A similar program in Virginia was halted after a $1.5 million dollar cost was tied to a measly $229,000 in savings, an 85 percent loss on investment.

I’ve never taken a statistics course, but these numbers should shock anyone with a calculator and a pulse. It’s no surprise then that we have a national deficit — lawmakers can’t do math. And while it is true that welfare recipients, specifically women, suffer from substance abuse — predominantly alcohol — this is not the main reason barring them from gainful employment.

According to studies conducted by the Substance Abuse Policy Research Program, substance-abusing women receiving government assistance face a variety of barriers.

“The most common barriers to work among substance abusing women were: low work experience (81 [percent]), low educational level (48 [percent]), low job skills (65 [percent]), lack of transportation (88 [percent]) and generalized anxiety disorder (49 [percent]),” according to a report by the program

A normal person might look at these numbers and think, among supporting similar programs for the general population, that these women could benefit from anti-poverty work, mental health education and treatment and professional development programs. Barring the logical, our legislatures — and by that I mean Republicans — have opted for deleterious and dehumanizing campaigns against the poor.
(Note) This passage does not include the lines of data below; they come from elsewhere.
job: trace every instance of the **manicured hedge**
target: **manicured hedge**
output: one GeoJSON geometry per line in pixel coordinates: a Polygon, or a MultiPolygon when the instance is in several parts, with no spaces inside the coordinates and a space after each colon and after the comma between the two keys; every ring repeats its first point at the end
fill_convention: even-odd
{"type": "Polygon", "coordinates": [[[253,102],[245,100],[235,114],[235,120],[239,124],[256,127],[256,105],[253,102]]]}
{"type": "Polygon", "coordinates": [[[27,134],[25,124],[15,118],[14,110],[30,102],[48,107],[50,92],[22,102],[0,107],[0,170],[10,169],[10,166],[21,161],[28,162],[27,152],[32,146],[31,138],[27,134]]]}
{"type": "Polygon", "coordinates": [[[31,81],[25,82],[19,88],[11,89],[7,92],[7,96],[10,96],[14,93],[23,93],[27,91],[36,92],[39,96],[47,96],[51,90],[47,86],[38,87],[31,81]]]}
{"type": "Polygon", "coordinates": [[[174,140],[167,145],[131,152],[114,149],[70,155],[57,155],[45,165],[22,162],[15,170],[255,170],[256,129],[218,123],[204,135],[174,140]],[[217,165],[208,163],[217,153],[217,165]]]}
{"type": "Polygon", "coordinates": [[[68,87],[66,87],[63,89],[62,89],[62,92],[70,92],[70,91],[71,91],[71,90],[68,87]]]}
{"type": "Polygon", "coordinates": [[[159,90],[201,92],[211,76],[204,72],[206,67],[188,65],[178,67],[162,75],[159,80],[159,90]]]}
This crusade against the poor is made worse, and stupider, by the fact that elected officials — presumably literate and educated — aren’t exactly sure how Supplemental Nutrition Assistance Program benefits, or food stamps, and Temporary Assistance for Needy Families money can be spent. Citing already prevalent concerns that government assistance is being spent on weed, campaigns like the “No Welfare for Weed Act” — thanks, Arizona — have been started to prevent this clear misuse of funds.

I get it, you don’t want the unemployed and otherwise impoverished toking up on the government dime, but the U.S. Department of Agriculture has made it abundantly clear that SNAP recipients are only allowed to use the benefits on approved food items and cannot buy alcohol, tobacco or non-food items. SNAP benefits definitely cannot be withdrawn from ATMs in the form of cash, although TANF and a few other programs can.

These cash-benefit programs, however, are tightly restricted, and, while times are certainly a-changing, I don’t think dealers are providing receipts these days. Think about it, Republican legislators: Do you think your son or daughter’s dealers would accept food stamps or provide them a receipt for the weed and other drugs they are purchasing?

The long and short of it is that these programs are not even remotely effective. The only purpose they serve, other than to be a blatant disregard for effective spending, is to demonize the poor and reinforce the notion that welfare recipients are uninhibited drug users.

No one is fooled, though, and these programs are just making a mockery of a government that already grossly underserves its people. Republicans would be better off investing in productive programming, like the anti-poverty, mental health and professional development work previously discussed, rather than continuing to establish a legal basis for discrimination and harassment.